🤖 AI Summary
To address the suboptimal accuracy and energy efficiency of spiking neural networks (SNNs) stemming from direct adoption of artificial neural network (ANN) architectures, this paper proposes a lightweight neural architecture search (NAS) method tailored for edge devices. Our approach features three key contributions: (1) a training-free pruning-based NAS mechanism that drastically reduces search overhead; (2) a spike-aware Hamming distance fitness metric that precisely quantifies spatiotemporal sparsity in SNNs; and (3) a cell-level search space incorporating backward connections to explicitly model the dynamic sparsity inherent to SNNs. Evaluated on CIFAR-10/100 and DVS128-Gesture, our method achieves state-of-the-art accuracy—improving classification accuracy by 4.49% on DVS128-Gesture—and accelerates architecture search by 98× over SNASNet, outperforming the best baseline by 30% in search efficiency.
📝 Abstract
Spiking Neural Networks (SNNs) are highly regarded for their energy efficiency, inherent activation sparsity, and suitability for real-time processing in edge devices. However, most current SNN methods adopt architectures resembling traditional artificial neural networks (ANNs), leading to suboptimal performance when applied to SNNs.

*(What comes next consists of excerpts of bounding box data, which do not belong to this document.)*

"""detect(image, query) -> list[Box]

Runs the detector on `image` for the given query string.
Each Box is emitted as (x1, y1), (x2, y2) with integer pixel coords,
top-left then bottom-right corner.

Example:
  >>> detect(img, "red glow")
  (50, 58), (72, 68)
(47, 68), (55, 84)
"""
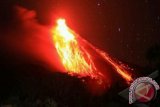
(51, 19), (132, 94)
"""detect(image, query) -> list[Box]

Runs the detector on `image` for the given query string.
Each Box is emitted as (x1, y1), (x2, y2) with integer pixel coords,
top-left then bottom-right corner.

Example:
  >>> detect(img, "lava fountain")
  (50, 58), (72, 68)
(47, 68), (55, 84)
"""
(51, 19), (133, 93)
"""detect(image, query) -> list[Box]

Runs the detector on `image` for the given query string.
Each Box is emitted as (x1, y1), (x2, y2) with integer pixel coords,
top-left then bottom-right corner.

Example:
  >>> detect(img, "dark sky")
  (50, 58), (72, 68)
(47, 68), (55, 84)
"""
(1, 0), (160, 66)
(0, 0), (160, 106)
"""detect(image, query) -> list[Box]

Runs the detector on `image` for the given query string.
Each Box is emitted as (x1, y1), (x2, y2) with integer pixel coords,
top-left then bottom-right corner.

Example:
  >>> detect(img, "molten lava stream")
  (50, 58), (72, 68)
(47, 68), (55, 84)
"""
(51, 19), (132, 94)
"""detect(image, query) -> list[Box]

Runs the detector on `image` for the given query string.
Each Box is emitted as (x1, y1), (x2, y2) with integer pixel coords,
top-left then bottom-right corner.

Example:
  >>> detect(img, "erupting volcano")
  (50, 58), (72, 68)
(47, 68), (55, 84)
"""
(51, 19), (133, 88)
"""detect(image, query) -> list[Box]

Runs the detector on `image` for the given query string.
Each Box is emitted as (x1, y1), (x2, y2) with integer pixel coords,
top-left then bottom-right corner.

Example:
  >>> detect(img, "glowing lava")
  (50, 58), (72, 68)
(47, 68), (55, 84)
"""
(52, 19), (132, 82)
(52, 19), (102, 78)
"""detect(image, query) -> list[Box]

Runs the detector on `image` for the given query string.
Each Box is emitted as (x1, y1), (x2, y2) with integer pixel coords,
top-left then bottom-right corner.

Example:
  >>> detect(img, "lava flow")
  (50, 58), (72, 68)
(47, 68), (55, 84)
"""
(51, 19), (132, 86)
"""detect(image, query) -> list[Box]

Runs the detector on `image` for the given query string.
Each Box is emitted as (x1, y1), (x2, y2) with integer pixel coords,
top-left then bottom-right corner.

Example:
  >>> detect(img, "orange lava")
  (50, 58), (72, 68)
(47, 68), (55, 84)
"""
(52, 19), (102, 78)
(52, 19), (132, 82)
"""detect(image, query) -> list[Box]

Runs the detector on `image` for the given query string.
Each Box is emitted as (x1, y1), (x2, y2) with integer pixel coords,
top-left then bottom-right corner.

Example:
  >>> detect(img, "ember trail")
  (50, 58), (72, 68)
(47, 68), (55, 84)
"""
(51, 19), (132, 82)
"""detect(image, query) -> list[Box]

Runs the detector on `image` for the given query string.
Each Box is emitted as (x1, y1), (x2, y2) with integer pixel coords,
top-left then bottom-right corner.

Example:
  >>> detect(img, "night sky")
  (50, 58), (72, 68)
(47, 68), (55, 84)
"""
(1, 0), (160, 66)
(0, 0), (160, 106)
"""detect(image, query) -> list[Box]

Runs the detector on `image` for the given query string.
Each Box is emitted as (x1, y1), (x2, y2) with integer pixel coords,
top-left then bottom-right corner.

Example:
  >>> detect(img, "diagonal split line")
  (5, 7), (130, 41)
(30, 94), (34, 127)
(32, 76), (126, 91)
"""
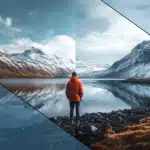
(101, 0), (150, 35)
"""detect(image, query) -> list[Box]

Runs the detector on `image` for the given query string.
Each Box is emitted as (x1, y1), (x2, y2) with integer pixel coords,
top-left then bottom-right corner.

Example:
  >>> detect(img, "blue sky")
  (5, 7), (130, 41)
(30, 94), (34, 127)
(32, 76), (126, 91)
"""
(103, 0), (150, 33)
(0, 0), (150, 65)
(76, 0), (150, 65)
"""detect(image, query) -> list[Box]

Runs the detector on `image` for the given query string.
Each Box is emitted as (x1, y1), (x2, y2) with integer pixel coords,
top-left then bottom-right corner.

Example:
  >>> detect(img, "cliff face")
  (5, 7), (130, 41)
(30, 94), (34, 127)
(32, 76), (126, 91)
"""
(0, 48), (75, 77)
(96, 41), (150, 78)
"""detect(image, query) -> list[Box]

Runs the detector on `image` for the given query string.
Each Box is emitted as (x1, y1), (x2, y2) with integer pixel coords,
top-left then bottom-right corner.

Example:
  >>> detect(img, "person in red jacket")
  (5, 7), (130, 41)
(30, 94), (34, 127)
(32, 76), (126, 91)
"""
(66, 72), (83, 124)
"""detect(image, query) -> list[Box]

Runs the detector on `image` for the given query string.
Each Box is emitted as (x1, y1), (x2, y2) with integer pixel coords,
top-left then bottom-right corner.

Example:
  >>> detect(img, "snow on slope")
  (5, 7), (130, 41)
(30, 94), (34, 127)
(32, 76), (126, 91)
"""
(97, 41), (150, 78)
(0, 47), (75, 77)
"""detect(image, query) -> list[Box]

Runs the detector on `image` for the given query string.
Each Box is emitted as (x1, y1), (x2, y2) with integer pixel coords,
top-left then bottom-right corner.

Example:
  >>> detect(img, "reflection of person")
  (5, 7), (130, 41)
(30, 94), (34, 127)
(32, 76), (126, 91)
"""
(66, 72), (83, 124)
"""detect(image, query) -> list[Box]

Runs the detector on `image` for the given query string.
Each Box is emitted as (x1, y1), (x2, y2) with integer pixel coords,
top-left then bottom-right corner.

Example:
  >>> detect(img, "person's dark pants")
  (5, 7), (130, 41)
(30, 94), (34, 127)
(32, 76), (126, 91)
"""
(70, 102), (80, 121)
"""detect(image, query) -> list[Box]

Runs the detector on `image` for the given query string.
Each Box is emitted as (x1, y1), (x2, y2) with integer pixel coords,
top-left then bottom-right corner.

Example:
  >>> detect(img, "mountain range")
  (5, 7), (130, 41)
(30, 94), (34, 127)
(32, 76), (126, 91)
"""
(95, 41), (150, 78)
(0, 41), (150, 78)
(0, 47), (75, 77)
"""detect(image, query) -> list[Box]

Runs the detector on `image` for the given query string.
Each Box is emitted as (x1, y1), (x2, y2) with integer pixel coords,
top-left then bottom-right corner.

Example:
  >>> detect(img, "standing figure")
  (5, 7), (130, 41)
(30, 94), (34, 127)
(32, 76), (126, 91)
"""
(66, 72), (83, 124)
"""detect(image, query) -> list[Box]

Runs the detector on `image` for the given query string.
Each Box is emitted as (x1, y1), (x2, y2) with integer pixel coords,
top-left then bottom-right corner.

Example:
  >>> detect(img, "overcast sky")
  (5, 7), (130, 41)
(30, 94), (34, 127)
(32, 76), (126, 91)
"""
(0, 0), (150, 65)
(76, 0), (150, 65)
(0, 0), (76, 61)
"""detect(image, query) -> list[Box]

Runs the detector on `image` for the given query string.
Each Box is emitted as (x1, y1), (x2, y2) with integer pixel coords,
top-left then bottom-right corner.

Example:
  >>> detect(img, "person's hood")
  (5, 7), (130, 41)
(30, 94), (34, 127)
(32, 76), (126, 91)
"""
(70, 76), (78, 82)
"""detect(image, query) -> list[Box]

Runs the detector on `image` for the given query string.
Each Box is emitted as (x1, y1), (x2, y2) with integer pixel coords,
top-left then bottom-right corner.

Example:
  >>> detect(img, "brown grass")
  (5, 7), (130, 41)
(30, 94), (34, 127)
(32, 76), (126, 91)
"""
(91, 117), (150, 150)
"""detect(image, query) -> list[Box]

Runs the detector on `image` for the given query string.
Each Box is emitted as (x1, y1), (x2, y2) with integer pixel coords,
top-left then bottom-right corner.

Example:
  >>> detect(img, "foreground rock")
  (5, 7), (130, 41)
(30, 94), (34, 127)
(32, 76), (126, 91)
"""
(51, 108), (150, 146)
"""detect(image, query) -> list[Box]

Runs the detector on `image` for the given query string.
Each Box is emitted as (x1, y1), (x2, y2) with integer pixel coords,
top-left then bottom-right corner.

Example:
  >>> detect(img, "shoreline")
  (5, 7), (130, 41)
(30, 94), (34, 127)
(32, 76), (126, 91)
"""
(50, 108), (150, 147)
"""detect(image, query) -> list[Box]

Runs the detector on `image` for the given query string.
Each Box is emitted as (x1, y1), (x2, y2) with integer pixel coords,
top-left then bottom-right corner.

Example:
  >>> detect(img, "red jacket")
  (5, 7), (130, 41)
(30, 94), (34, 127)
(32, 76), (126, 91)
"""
(66, 77), (83, 102)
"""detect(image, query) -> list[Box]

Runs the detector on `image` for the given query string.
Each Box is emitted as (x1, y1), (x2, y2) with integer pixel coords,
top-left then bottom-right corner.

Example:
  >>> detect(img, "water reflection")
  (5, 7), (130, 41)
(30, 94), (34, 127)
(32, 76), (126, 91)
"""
(0, 86), (88, 150)
(0, 79), (150, 117)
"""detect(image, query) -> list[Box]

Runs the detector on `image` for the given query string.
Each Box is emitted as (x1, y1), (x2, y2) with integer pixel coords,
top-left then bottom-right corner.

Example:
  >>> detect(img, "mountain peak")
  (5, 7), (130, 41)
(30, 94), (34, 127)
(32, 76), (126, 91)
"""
(23, 47), (45, 55)
(132, 40), (150, 53)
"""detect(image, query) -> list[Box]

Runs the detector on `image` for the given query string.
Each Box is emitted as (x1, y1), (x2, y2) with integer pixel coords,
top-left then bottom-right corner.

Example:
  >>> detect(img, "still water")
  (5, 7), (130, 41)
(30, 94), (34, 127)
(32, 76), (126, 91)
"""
(0, 79), (150, 150)
(0, 79), (150, 117)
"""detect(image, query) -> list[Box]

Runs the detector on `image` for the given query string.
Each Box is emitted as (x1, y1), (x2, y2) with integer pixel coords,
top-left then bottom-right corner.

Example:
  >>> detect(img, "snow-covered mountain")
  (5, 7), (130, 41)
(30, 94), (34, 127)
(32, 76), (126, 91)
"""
(0, 47), (75, 77)
(93, 81), (150, 108)
(76, 59), (109, 77)
(96, 41), (150, 78)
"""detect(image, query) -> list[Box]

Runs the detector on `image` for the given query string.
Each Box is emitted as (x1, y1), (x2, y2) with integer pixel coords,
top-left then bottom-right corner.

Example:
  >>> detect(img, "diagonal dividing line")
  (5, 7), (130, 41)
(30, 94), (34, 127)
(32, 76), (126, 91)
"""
(101, 0), (150, 35)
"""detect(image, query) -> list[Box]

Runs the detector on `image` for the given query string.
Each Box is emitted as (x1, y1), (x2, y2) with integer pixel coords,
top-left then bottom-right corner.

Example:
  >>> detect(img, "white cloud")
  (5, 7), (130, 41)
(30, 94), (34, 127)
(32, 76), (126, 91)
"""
(0, 16), (21, 37)
(77, 2), (150, 64)
(0, 35), (75, 61)
(6, 17), (12, 27)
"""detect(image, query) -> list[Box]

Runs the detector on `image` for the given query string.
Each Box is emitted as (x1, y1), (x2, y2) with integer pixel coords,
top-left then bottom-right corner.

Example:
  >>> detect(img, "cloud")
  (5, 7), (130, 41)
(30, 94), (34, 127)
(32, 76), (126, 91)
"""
(6, 17), (12, 27)
(76, 0), (150, 64)
(0, 35), (75, 61)
(0, 16), (21, 37)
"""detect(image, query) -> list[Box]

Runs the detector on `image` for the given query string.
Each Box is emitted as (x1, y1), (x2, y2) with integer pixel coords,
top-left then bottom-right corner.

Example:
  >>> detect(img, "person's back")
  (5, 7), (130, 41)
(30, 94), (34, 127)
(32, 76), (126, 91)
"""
(66, 72), (83, 125)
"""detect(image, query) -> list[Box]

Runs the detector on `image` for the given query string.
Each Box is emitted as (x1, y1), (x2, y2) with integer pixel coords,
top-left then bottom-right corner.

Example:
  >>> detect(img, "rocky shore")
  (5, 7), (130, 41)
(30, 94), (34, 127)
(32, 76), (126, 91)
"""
(51, 108), (150, 149)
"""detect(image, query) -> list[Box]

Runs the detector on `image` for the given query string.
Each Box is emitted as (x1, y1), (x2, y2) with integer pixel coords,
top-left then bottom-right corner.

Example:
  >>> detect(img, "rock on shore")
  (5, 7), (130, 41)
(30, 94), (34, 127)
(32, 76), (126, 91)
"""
(51, 108), (150, 146)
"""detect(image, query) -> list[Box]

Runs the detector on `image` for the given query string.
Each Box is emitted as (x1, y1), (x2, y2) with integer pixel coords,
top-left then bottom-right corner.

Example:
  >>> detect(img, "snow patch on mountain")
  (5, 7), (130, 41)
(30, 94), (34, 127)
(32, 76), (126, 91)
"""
(76, 59), (109, 77)
(97, 41), (150, 78)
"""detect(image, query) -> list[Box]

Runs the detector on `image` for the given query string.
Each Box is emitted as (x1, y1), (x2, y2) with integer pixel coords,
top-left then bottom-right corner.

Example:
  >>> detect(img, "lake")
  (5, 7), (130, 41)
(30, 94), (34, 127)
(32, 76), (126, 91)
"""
(0, 79), (150, 150)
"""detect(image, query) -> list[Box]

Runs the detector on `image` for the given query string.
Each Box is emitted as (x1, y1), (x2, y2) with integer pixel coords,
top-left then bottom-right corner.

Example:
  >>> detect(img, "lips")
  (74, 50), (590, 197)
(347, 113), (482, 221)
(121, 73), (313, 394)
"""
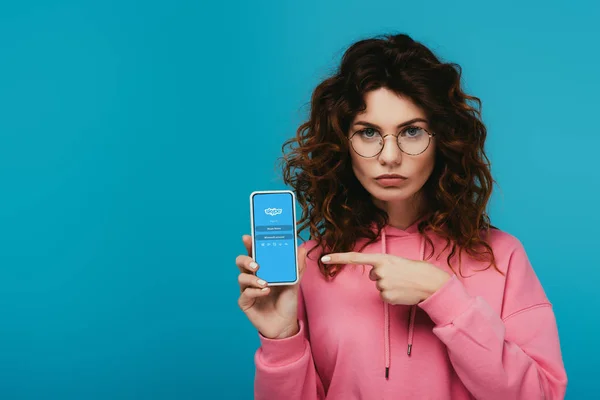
(375, 174), (407, 179)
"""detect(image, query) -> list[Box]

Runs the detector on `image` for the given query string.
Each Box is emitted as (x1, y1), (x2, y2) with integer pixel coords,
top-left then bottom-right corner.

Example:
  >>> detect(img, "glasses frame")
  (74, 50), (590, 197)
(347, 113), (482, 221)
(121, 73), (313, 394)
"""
(347, 126), (435, 158)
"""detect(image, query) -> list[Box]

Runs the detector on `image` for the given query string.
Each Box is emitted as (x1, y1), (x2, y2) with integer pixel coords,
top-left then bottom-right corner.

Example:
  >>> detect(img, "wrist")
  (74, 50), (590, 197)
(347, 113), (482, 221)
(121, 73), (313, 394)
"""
(421, 265), (452, 301)
(273, 319), (300, 340)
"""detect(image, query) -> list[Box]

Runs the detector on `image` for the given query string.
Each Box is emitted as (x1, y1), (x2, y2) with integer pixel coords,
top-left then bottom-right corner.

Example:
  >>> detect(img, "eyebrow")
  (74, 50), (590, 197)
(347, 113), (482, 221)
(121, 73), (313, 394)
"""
(354, 118), (427, 130)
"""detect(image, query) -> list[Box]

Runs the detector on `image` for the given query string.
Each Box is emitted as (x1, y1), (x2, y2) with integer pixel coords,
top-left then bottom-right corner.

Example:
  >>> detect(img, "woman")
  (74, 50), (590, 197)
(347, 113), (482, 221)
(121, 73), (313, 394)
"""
(236, 35), (567, 400)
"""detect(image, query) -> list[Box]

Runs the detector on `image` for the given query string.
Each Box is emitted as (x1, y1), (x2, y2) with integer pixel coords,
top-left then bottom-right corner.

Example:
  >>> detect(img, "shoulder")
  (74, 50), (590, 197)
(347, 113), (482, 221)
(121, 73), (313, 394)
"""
(486, 229), (532, 274)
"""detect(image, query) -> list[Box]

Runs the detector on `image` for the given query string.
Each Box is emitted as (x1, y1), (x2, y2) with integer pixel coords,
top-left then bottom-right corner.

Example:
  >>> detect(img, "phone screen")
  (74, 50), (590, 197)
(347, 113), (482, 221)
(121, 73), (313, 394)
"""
(251, 191), (298, 284)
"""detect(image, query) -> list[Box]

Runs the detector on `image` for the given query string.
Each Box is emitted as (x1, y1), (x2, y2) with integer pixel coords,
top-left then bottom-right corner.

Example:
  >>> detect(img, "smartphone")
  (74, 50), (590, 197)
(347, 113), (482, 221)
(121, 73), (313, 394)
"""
(250, 190), (298, 286)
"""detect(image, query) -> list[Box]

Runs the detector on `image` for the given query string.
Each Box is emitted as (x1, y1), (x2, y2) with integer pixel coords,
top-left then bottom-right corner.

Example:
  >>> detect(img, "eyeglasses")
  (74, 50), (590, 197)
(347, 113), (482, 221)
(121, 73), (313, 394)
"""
(349, 126), (435, 158)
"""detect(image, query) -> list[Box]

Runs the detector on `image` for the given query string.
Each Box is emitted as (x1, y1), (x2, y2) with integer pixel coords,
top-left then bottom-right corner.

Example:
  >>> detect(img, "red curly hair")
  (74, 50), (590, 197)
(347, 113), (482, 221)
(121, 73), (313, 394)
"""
(280, 34), (497, 278)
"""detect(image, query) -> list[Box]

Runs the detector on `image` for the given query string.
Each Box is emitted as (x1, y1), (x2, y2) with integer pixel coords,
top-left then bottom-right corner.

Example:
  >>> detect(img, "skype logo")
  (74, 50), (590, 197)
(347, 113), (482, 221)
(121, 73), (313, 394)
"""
(265, 208), (283, 217)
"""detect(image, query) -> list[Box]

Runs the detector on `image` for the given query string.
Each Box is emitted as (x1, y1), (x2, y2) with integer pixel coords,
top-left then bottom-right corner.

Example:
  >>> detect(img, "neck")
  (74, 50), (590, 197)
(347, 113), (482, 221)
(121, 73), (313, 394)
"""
(373, 194), (424, 230)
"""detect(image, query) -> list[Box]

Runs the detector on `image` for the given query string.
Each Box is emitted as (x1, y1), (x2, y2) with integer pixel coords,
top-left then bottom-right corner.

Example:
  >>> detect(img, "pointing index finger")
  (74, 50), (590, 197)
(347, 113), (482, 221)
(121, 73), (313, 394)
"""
(321, 251), (385, 266)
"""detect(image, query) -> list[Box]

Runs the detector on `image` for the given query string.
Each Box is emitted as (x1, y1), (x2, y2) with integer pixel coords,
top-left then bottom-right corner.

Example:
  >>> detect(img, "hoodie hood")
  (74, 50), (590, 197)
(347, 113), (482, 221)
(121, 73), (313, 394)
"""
(374, 218), (425, 379)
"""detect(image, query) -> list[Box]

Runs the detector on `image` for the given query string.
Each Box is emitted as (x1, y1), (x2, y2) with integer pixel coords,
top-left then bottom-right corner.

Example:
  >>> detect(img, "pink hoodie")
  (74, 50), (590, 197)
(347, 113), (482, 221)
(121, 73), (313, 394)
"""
(255, 223), (567, 400)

While SNNs excel in energy efficiency, they have been associated with lower accuracy levels than traditional ANNs when utilizing conventional architectures. In response, in this work we present LightSNN, a rapid and efficient Neural Network Architecture Search (NAS) technique specifically tailored for SNNs that autonomously leverages the most suitable architecture, striking a good balance between accuracy and efficiency by enforcing sparsity. Based on the spiking NAS network (SNASNet) framework, a cell-based search space including backward connections is utilized to build our training-free pruning-based NAS mechanism. Our technique assesses diverse spike activation patterns across different data samples using a sparsity-aware Hamming distance fitness evaluation. Thorough experiments are conducted on both static (CIFAR10 and CIFAR100) and neuromorphic datasets (DVS128-Gesture). Our LightSNN model achieves state-of-the-art results on CIFAR10 and CIFAR100, improves performance on DVS128Gesture by 4.49%, and significantly reduces search time, most notably offering a 98x speedup over SNASNet and running 30% faster than the best existing method on DVS128Gesture.